The appropriate reading of a forest plot is consistency checking, not significance reading. The question the forest plot should answer is: are the subgroup estimates consistent with the overall treatment effect, or are there subgroups whose effects are implausibly discordant? Implausible discordance—an effect in one direction in a large subgroup and the opposite direction in another large subgroup, for a plausible mechanistic reason—is evidence of genuine heterogeneity. Random variation around the overall estimate, with some confidence intervals crossing the null and others not, is not.
The forest plot should therefore be accompanied by the overall treatment effect and its confidence interval—the reference against which each subgroup estimate is compared—and by the interaction test results, with explicit acknowledgment of the test’s power. Without these elements, the forest plot is a visual invitation to misread exploratory results as confirmatory claims.
What this section demands before proceeding
The subgroup analysis plan must be complete before enrollment begins. It must specify which subgroup analyses are confirmatory—meeting all four conditions for a confirmatory claim—and which are exploratory. The confirmatory subgroup analyses must be included in the hierarchical testing plan or assigned separately controlled alpha. The exploratory subgroup analyses must be labeled as hypothesis-generating in the protocol and the SAP, with explicit statements that they do not support confirmatory claims.

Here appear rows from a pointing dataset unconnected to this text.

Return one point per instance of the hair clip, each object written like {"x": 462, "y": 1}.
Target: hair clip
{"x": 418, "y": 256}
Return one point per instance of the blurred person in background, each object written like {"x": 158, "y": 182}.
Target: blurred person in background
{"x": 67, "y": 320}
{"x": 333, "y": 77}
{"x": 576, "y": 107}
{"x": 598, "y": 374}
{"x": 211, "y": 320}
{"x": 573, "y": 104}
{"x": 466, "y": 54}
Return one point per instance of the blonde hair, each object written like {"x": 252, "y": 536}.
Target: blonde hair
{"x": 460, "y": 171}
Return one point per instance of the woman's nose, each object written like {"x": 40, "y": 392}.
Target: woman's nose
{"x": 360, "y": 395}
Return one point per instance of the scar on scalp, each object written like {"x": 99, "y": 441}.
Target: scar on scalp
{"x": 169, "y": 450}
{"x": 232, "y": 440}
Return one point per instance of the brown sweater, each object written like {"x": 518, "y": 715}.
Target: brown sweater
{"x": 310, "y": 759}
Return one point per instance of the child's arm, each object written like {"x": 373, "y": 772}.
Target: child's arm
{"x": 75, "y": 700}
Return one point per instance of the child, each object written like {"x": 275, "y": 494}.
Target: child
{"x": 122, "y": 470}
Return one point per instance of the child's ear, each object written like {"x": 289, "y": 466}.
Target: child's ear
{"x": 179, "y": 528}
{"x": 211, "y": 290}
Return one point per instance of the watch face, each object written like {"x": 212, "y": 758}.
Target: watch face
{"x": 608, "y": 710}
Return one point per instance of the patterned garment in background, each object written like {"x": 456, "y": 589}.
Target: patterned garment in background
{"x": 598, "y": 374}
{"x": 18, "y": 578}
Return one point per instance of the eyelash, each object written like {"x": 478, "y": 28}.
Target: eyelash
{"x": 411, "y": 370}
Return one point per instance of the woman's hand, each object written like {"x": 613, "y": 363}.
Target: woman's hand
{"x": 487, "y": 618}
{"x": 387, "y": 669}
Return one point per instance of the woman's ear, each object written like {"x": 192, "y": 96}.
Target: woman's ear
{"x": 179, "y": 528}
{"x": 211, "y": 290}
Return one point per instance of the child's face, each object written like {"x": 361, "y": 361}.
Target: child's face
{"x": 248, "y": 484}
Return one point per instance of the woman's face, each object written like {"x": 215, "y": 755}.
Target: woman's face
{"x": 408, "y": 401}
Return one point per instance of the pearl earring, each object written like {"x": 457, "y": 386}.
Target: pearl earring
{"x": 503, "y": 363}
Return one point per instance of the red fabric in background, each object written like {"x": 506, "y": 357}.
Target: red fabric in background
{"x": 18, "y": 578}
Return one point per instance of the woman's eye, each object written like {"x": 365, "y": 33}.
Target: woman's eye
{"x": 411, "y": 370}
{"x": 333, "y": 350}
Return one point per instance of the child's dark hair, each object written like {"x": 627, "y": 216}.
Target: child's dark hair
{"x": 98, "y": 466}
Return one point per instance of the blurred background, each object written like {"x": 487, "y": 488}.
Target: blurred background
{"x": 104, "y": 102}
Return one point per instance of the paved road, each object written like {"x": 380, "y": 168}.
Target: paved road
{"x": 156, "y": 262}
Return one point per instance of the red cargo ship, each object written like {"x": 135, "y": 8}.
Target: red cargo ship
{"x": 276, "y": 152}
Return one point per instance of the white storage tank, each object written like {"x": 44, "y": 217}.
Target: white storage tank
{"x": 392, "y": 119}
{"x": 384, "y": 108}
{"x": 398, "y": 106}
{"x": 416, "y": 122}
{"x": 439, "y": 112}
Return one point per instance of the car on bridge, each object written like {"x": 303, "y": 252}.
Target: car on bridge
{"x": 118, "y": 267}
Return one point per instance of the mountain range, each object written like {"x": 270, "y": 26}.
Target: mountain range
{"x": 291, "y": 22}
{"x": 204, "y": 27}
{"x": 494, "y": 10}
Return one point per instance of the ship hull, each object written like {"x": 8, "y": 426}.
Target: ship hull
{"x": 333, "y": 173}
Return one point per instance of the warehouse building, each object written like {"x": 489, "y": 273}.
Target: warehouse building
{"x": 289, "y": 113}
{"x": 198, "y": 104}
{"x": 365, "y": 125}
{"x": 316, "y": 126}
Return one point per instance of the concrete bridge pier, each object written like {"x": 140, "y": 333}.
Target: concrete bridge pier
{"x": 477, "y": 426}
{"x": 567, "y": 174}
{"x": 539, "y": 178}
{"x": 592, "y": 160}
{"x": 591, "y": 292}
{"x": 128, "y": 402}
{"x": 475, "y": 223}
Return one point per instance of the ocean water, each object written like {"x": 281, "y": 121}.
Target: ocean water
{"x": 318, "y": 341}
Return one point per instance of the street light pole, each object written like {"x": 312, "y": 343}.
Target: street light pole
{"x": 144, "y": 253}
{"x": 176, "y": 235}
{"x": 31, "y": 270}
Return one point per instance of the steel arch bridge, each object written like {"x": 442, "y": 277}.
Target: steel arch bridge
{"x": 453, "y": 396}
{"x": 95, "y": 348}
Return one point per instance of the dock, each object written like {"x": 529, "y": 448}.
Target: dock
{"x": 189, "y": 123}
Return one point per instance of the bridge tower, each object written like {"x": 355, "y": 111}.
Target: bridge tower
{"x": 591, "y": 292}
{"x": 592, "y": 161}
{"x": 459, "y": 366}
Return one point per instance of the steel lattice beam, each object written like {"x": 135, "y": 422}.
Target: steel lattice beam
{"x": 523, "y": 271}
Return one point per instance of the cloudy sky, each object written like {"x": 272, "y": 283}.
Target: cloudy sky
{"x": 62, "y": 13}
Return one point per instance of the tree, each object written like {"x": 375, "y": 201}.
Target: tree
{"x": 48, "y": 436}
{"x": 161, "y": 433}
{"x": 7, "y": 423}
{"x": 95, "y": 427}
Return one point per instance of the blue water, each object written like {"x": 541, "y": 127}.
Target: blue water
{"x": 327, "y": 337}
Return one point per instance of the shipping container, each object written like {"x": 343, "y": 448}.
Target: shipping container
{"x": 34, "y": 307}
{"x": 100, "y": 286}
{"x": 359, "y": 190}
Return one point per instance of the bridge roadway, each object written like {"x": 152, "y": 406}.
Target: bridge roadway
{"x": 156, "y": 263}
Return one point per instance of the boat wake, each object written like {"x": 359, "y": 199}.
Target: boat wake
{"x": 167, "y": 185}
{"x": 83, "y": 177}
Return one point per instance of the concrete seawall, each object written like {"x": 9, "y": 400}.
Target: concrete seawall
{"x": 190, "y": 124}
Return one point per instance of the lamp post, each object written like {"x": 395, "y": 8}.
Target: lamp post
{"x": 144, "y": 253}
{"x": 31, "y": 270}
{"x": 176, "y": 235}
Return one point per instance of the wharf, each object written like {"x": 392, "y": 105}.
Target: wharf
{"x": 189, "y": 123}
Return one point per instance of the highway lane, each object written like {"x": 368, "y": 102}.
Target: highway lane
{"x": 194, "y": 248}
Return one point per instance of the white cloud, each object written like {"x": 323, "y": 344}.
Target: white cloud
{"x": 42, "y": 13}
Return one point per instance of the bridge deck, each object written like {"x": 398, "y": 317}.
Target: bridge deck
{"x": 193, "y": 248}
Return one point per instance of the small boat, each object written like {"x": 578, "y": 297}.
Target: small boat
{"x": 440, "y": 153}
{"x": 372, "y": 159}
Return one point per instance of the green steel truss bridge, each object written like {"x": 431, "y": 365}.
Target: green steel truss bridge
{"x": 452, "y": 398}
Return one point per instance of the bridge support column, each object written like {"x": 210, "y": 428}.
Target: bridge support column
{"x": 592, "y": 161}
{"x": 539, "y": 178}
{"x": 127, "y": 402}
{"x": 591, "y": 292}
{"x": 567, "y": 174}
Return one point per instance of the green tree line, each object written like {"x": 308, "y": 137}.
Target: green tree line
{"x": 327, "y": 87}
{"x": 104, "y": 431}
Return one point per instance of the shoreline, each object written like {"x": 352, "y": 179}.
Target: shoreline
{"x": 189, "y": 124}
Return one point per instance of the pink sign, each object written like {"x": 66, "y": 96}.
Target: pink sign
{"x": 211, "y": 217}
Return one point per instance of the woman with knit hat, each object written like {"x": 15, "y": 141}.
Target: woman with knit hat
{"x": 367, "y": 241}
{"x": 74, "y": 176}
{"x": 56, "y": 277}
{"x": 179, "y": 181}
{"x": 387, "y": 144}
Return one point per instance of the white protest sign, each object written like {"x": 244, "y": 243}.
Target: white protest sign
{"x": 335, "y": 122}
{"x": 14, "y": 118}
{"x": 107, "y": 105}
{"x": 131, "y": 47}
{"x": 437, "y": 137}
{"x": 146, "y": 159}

The biomarker-defined subgroups, if any, must be connected to a companion diagnostic with pre-specified analytical and clinical validation criteria, and the biomarker’s role in the trial’s primary population versus subgroup analysis must be specified.
And the forest plot interpretation guidelines must be pre-specified: what the trial will and will not conclude from a visual pattern of subgroup effects, what consistency checking criteria will be applied, and what the threshold for reporting a subgroup finding as hypothesis-generating rather than hypothesis-confirming is.

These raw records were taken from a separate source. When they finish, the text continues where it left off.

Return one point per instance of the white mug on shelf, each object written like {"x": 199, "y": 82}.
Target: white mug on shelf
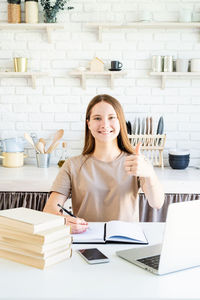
{"x": 196, "y": 16}
{"x": 145, "y": 16}
{"x": 185, "y": 15}
{"x": 182, "y": 65}
{"x": 195, "y": 65}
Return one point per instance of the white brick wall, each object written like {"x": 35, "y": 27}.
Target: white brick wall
{"x": 59, "y": 102}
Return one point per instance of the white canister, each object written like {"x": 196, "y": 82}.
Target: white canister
{"x": 31, "y": 11}
{"x": 182, "y": 65}
{"x": 195, "y": 65}
{"x": 168, "y": 63}
{"x": 13, "y": 159}
{"x": 157, "y": 63}
{"x": 185, "y": 16}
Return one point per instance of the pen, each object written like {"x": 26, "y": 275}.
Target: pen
{"x": 65, "y": 210}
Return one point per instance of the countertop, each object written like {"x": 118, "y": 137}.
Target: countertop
{"x": 30, "y": 178}
{"x": 74, "y": 279}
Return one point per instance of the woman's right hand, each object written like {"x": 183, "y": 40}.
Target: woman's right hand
{"x": 78, "y": 225}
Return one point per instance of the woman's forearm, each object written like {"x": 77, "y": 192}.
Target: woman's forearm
{"x": 51, "y": 204}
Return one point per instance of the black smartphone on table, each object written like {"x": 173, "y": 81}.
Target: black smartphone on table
{"x": 93, "y": 256}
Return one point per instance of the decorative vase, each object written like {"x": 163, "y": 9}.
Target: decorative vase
{"x": 50, "y": 16}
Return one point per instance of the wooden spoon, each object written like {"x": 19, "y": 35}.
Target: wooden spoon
{"x": 30, "y": 140}
{"x": 57, "y": 137}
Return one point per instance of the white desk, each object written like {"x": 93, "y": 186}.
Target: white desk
{"x": 33, "y": 179}
{"x": 75, "y": 279}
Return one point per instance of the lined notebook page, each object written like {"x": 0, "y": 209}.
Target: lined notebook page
{"x": 95, "y": 233}
{"x": 124, "y": 230}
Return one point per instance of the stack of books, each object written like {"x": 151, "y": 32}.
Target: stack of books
{"x": 33, "y": 237}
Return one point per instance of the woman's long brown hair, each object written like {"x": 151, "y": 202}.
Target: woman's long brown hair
{"x": 122, "y": 139}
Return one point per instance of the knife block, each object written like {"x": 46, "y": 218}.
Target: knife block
{"x": 152, "y": 146}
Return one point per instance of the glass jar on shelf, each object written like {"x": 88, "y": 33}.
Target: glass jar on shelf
{"x": 64, "y": 155}
{"x": 14, "y": 11}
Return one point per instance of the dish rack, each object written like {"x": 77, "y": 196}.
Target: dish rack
{"x": 152, "y": 146}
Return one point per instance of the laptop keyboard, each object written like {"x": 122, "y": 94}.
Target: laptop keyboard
{"x": 151, "y": 261}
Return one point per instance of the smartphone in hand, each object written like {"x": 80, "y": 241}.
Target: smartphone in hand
{"x": 93, "y": 256}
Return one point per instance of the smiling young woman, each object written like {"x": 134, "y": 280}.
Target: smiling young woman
{"x": 105, "y": 179}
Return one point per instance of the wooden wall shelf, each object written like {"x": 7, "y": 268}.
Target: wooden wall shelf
{"x": 32, "y": 75}
{"x": 175, "y": 25}
{"x": 49, "y": 27}
{"x": 165, "y": 75}
{"x": 84, "y": 75}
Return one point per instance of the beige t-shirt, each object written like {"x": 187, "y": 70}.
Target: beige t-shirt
{"x": 100, "y": 191}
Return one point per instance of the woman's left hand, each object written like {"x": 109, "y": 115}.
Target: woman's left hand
{"x": 138, "y": 165}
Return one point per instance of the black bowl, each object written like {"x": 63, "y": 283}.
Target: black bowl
{"x": 179, "y": 157}
{"x": 179, "y": 164}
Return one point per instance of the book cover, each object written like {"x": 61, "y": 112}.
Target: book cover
{"x": 30, "y": 220}
{"x": 39, "y": 249}
{"x": 39, "y": 263}
{"x": 44, "y": 255}
{"x": 44, "y": 237}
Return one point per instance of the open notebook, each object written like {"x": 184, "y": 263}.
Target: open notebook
{"x": 112, "y": 231}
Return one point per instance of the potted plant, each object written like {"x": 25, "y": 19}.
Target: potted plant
{"x": 51, "y": 10}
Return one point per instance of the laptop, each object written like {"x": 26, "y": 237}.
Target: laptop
{"x": 180, "y": 248}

Subgroup discipline is not skepticism about subgroup analyses. It is precision about what they can and cannot show—and the precision must be established before the data are seen, not constructed from the data that were seen.

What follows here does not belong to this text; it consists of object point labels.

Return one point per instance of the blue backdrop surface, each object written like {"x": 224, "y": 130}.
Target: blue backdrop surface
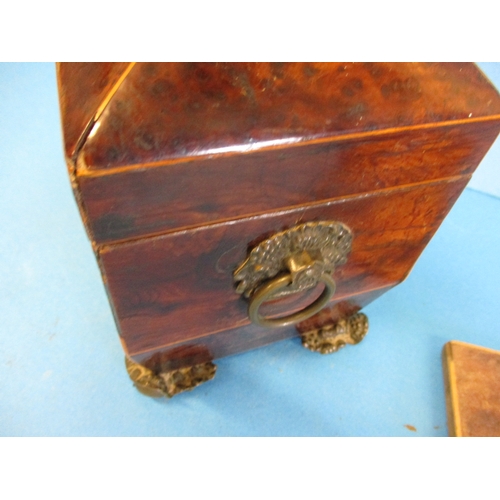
{"x": 61, "y": 363}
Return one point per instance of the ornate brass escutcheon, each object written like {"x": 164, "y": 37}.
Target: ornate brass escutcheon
{"x": 293, "y": 261}
{"x": 169, "y": 383}
{"x": 331, "y": 338}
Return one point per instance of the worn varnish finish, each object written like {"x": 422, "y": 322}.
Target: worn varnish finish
{"x": 147, "y": 202}
{"x": 178, "y": 111}
{"x": 179, "y": 286}
{"x": 180, "y": 168}
{"x": 82, "y": 89}
{"x": 472, "y": 384}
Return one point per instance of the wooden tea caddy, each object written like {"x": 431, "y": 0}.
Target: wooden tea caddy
{"x": 231, "y": 205}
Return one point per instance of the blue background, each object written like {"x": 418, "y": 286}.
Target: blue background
{"x": 61, "y": 364}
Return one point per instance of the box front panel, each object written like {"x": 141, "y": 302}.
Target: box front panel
{"x": 150, "y": 201}
{"x": 179, "y": 287}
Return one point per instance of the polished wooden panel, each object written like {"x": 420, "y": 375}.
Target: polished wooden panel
{"x": 225, "y": 343}
{"x": 179, "y": 286}
{"x": 472, "y": 383}
{"x": 180, "y": 110}
{"x": 141, "y": 202}
{"x": 82, "y": 89}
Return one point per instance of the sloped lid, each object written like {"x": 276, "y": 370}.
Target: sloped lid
{"x": 150, "y": 113}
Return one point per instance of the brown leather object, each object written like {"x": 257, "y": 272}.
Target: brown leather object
{"x": 180, "y": 168}
{"x": 472, "y": 384}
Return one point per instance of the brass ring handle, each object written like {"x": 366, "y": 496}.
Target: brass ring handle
{"x": 268, "y": 289}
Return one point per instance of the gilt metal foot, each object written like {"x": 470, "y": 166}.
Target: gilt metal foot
{"x": 169, "y": 383}
{"x": 331, "y": 338}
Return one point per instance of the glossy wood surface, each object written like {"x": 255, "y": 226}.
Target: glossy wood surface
{"x": 146, "y": 202}
{"x": 472, "y": 384}
{"x": 178, "y": 168}
{"x": 82, "y": 89}
{"x": 167, "y": 111}
{"x": 179, "y": 286}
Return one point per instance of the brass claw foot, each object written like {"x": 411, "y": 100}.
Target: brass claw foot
{"x": 169, "y": 383}
{"x": 331, "y": 338}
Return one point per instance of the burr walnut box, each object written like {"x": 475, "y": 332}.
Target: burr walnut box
{"x": 234, "y": 205}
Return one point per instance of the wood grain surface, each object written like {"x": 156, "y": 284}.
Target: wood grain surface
{"x": 179, "y": 286}
{"x": 152, "y": 201}
{"x": 179, "y": 168}
{"x": 180, "y": 110}
{"x": 472, "y": 383}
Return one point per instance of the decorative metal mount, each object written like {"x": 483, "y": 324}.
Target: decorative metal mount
{"x": 170, "y": 383}
{"x": 293, "y": 261}
{"x": 331, "y": 338}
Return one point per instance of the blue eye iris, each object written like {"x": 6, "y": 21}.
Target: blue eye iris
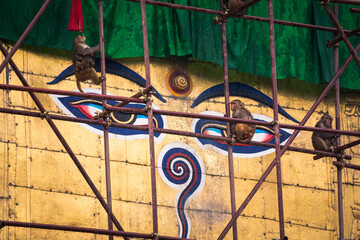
{"x": 217, "y": 128}
{"x": 87, "y": 108}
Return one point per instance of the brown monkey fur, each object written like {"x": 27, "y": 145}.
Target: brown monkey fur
{"x": 243, "y": 132}
{"x": 234, "y": 5}
{"x": 324, "y": 141}
{"x": 83, "y": 61}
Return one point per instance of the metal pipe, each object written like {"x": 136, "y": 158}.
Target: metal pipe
{"x": 355, "y": 10}
{"x": 24, "y": 35}
{"x": 286, "y": 146}
{"x": 337, "y": 126}
{"x": 106, "y": 112}
{"x": 85, "y": 230}
{"x": 346, "y": 165}
{"x": 233, "y": 120}
{"x": 332, "y": 43}
{"x": 293, "y": 24}
{"x": 317, "y": 102}
{"x": 339, "y": 28}
{"x": 167, "y": 131}
{"x": 346, "y": 146}
{"x": 353, "y": 2}
{"x": 68, "y": 93}
{"x": 227, "y": 114}
{"x": 104, "y": 103}
{"x": 63, "y": 142}
{"x": 247, "y": 17}
{"x": 183, "y": 7}
{"x": 276, "y": 120}
{"x": 150, "y": 118}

References: Rothwell, “Subgroup Analysis in Randomised Controlled Trials: Importance, Indications, and Interpretation,” Lancet 2005; Assmann et al., “Subgroup Analysis and Other (Mis)Uses of Baseline Data in Clinical Trials,” Lancet 2000; Brookes et al., “Subgroup Analyses in Randomized Trials: Risks of Subgroup-Specific Conclusions,” Ann Intern Med 2004; FDA Guidance for Industry, Enrichment Strategies for Clinical Trials (2019).